6. Lupe Fiasco - “American Terrorist” Fiasco’s ability to weave intelligent rhymes in with stellar production and catchy choruses is well represented here. With “American Terrorist,” he laments America’s democracy-as-battle-cry approach, the misinterpretation of holy text to justify actions of war and the fact that it might really be about rich vs. poor, not us vs. them. By calling out “The more that you try to learn the better and better it gets, American Terrorist,” he invited us to reflect on our own motivations.
5. Consolidated - “We Gotta Have Peace” This no-blood-for-oil banger is just as relevant today as it was in 1989. Fusing industrial influences with hip-hop, Consolidated went heavy on lyrics and sparse on instrumentation, clearly inviting you to read between the lines and chant along to the sample-heavy bricks of chorus. A perfect break dancing track, it was clearly meant for street corner play.
4. Sage Francis - “Makeshift Patriot” Sage gives no dice to those who take advantage of a nation’s mourning with legislative and capitalist exploits. Between those selling flags to those selling wars, in “Makeshift Patriot” he can’t resolve his 9/11 feelings with those of the crowd. A pensive look into the equally dark and light sides of the coin called patriotism, this song probes the weight of a nation’s knee-jerk responses to their tragedy.
3. Public Enemy - “Son of a Bush” “Don’t look at me, I ain’t callin’ for no assassination” Chuck D asserts, but don’t be mistaken: In 2002, he wanted Bush out of office and prosecuted to the full extent of the law. At the time, it was hard to separate anti-Bush songs from anti-war songs, because really, they were one and the same. And Public Enemy were pissed. While we could have chosen any of a number of PE songs to tout here, “Son of a Bush” hits politics and war the hardest on a matter still close to our hearts.
2. Brother Ali - “Uncle Sam Goddamn” Backed by a sexy-as-hell blues band, this thumping track travels like an old beater through the dusty South. Never mind that the man is near albino in color, the bluesy bullets falling out of his mouth are as dark as night. More a critique of America overall than a bonified anti-war song, it is nonetheless 100% protest, recounting hypocrisy and history in a manifesto that plainly says, you ain’t foolin’ me.

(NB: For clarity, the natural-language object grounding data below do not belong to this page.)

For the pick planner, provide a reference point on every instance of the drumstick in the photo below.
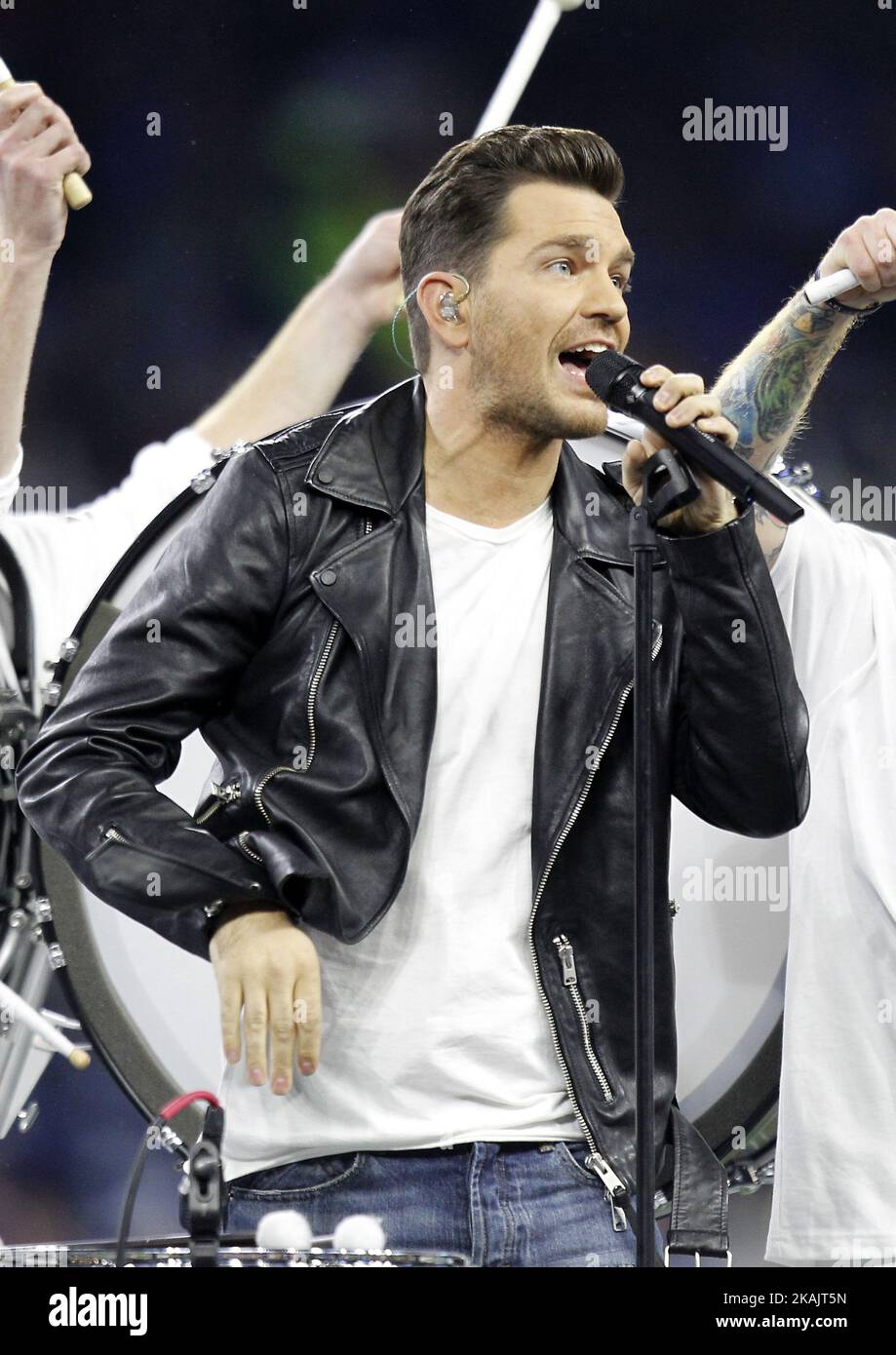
(524, 61)
(41, 1026)
(76, 191)
(825, 289)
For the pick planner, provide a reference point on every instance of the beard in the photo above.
(506, 402)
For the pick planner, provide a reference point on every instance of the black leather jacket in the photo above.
(277, 611)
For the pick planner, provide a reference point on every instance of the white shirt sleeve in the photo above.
(10, 483)
(65, 556)
(837, 590)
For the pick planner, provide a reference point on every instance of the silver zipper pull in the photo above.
(566, 959)
(601, 1167)
(617, 1215)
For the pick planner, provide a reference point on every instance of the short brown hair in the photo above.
(454, 215)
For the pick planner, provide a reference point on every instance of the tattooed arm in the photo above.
(767, 388)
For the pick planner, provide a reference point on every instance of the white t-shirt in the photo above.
(836, 1181)
(65, 556)
(433, 1026)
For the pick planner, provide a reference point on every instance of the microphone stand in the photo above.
(667, 484)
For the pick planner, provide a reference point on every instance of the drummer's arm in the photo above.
(767, 388)
(304, 368)
(33, 215)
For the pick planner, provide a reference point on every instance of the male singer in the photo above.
(407, 636)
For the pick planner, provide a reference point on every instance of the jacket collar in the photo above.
(373, 458)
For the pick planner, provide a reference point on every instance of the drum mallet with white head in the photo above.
(522, 62)
(76, 191)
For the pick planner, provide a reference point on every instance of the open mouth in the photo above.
(576, 361)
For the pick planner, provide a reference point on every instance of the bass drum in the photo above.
(151, 1010)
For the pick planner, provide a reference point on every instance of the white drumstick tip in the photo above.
(825, 289)
(284, 1229)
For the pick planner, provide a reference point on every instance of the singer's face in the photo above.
(555, 281)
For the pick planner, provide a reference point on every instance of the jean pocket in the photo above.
(297, 1181)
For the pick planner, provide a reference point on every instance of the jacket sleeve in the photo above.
(742, 723)
(160, 673)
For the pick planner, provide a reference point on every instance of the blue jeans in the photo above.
(497, 1204)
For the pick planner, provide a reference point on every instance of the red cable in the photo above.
(187, 1099)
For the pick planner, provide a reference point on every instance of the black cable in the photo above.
(133, 1185)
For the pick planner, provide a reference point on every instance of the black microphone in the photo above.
(614, 378)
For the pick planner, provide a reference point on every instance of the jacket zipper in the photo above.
(224, 795)
(596, 1160)
(249, 850)
(110, 834)
(568, 968)
(312, 698)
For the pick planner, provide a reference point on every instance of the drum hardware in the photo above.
(170, 1254)
(26, 1117)
(205, 1181)
(202, 482)
(207, 1192)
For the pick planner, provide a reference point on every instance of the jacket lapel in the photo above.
(381, 591)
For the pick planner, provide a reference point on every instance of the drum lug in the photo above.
(26, 1117)
(42, 910)
(52, 692)
(202, 482)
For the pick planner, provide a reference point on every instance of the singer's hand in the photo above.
(267, 968)
(868, 247)
(683, 400)
(369, 270)
(38, 146)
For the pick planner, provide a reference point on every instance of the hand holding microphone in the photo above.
(617, 379)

1. Afrika Bambaataa ft. John Lydon - “World Destruction” The presence of both a former Sex Pistol and a live band doesn’t fool anyone in this awesome Anti-Reagan gem — This song is all Bambaataa’s. An eerie, early-issue keyboard and Lydon’s abysmal sing-rapping add to the kitch-factor, and the video is pure nostalgia for anyone who was around before MTV made the scene. “World Destruction” takes on capitalism, communism, religion, and just about anything else that makes the rich richer and the poor poorer. Dated, yes — but awesome all the same.